Поутру, не разводя огня, позавтракали хлебом и консервами и продолжили сбор. Олег отходил от лагеря все дальше, на нетронутые места. Но ориентируясь на звук колота, заблудиться не боялся. Спускаясь вниз по сопке, он набрел на широкий каменный уступ, обрывающийся отвесно вниз метров на десять. На обычно пологих, ровных сопках такое встречалось нечасто. Внизу, на склоне торчали все те же макушки деревьев. Далеко внизу серебрилась река. Тайга растекалась темно-зеленой лавой на сколько хватало глаз, нехотя покачиваясь на ветру. Серое небо быстро летящими облаками цеплялось за торчащие макушки самых высоких деревьев, рвалось в клочья, зализывало раны и клубилось дальше.
Олег, полюбовавшись, уже собрался было развернуться и уйти (спускаться вниз он не собирался), как вдруг глаз его отметил некую неправильность и зацепился за нее, словно за торчащий ржавый гвоздь. Внизу и правда что-то торчало, лишь чуток возвышаясь гладкой вершиной над деревьями. Нечто было конусом высотой с телеграфный столб и диаметром метра полтора или два в самом низу, гладким, округлым, того невнятного серо-коричневого цвета, что позволял ему полностью сливаться с окружающей средой.
«Что за хрень?» – промелькнуло в голове у Олега. Хотя по образованию он был инженером и к биологии не имел ни малейшего отношения, полученное в советской школе образование позволяло ему понять, что видит он нечто странное, непонятное, существовать не должное. Основательно порывшись в памяти и так и не сумев сообразить, что «это» такое, Олег пошел за мужиками. Через четверть
часа неведомую «хрень» рассматривали всем коллективом.
«Сваи, что ли?» – почесал грязной пятерней макушку Родионов.
«Да ладно, какие сваи? Откуда им тут взяться?»
«Мало ли, чего строить хотели, да передумали.»
«А ведь этот палец тут не один торчит. Глядите правее, второй пониже будет, но тоже виднеется из-за деревьев,» – заметил Кучеренко – организатор этой экспедиции. Олег знаком был с ним шапочно. Анатолий Кучеренко работал сварщиком и из-за каких-то проблем со связками, вроде бы осложнения после болезни, говорил всегда сиплым шепотом, за что и получил соответствующее прозвище «сиплый». Был от откуда-то из Белоруссии. Работал по три года без отпуска, а потом уезжал гульнуть на «большую» землю сразу на несколько месяцев с чеком на машину и полными карманами денег. Кучеренко откатывал на новой машине отпуск, шиковал где-нибудь в Ялте или в Сочи, прогуливал все до дыр в кармане, продавал машину и возвращался на БАМ. Зарабатывал он хорошо, сварщику и помимо основной работы халтура всегда найдется.

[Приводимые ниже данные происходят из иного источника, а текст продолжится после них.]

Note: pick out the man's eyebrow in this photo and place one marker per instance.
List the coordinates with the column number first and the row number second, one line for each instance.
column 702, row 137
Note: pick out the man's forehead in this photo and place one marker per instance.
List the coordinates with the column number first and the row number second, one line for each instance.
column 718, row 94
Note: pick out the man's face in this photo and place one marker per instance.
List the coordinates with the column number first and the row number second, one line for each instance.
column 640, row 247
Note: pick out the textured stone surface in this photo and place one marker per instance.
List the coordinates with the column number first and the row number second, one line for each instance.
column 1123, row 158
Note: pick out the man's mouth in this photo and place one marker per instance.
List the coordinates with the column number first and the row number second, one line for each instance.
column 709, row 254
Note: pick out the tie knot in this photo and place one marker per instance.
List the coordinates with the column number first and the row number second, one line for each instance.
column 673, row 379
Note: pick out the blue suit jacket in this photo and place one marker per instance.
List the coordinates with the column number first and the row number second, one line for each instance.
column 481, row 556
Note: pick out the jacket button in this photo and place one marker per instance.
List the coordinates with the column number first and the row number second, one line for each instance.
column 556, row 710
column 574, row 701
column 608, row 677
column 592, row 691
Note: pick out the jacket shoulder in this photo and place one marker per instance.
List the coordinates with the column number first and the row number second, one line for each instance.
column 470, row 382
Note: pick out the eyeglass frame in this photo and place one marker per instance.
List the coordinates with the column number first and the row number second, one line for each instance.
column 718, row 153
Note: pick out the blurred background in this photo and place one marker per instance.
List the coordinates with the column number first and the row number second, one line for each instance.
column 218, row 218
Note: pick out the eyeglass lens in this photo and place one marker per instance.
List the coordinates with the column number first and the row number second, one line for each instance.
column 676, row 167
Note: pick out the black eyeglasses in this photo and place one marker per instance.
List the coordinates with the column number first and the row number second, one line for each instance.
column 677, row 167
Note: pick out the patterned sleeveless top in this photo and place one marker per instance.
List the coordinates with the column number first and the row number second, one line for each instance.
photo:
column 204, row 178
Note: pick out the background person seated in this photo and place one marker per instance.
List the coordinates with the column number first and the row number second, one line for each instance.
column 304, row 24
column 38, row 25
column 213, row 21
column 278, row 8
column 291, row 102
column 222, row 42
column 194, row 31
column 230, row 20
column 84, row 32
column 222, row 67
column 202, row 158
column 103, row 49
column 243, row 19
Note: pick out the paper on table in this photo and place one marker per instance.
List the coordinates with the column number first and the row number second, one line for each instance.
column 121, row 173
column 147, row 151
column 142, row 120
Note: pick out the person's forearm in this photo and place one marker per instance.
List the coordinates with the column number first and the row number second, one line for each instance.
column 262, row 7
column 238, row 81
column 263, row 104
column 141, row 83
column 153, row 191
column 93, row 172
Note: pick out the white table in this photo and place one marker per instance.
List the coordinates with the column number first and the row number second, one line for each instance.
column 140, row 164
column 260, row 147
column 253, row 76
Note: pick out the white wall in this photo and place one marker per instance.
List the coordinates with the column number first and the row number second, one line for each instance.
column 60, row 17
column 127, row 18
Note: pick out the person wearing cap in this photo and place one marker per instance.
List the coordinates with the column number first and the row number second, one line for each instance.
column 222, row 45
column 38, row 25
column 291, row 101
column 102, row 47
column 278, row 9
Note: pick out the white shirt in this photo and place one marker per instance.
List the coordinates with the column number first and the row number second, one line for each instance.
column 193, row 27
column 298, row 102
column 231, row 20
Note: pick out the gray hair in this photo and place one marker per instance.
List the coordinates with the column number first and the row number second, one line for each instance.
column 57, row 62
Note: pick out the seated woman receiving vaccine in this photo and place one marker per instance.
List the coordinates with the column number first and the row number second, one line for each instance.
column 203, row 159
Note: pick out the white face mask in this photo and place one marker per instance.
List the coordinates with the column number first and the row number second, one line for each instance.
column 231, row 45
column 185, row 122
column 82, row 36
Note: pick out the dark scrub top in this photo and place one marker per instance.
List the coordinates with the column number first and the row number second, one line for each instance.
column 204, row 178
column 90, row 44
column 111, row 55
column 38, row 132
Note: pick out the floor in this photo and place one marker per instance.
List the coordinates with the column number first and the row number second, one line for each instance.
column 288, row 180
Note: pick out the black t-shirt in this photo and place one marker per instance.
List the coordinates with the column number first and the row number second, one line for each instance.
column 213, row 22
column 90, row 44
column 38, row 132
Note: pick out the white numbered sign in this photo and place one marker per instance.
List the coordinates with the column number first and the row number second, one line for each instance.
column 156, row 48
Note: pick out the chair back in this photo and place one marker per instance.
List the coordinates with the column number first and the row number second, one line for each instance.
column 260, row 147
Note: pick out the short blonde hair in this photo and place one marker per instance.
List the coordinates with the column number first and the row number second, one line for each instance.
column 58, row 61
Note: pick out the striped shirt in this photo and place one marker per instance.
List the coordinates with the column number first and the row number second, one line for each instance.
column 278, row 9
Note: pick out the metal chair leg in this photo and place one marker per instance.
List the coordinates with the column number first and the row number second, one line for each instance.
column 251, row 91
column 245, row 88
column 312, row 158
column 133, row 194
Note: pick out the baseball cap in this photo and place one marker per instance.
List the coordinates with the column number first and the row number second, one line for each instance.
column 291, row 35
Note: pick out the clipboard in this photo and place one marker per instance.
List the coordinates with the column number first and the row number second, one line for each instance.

«Айда вниз, поближе посмотрим,» – хором предложили братья Савельевы, Андрюха и Серега. Были они молоды, не женаты, приехали на БАМ всего полгода назад и приходились друг другу двоюродными братьями. Они еще не утратили того юношеского азарта, что гонит на подвиги или сумасбродства (одно от другого отличить порой невозможно). На БАМ их привело вполне благоразумное желание заработать деньжат на кооперативные квартиры перед тем, как остепениться и жениться. Другого способа удрать из своей деревни Тетерино, да не прозябать потом полжизни в общаге при каком-нибудь заводе, они не нашли. Ребята были механизаторами, с машинами и тракторами на «ты». И со здешними окладами справились бы со своей задачей за пять лет.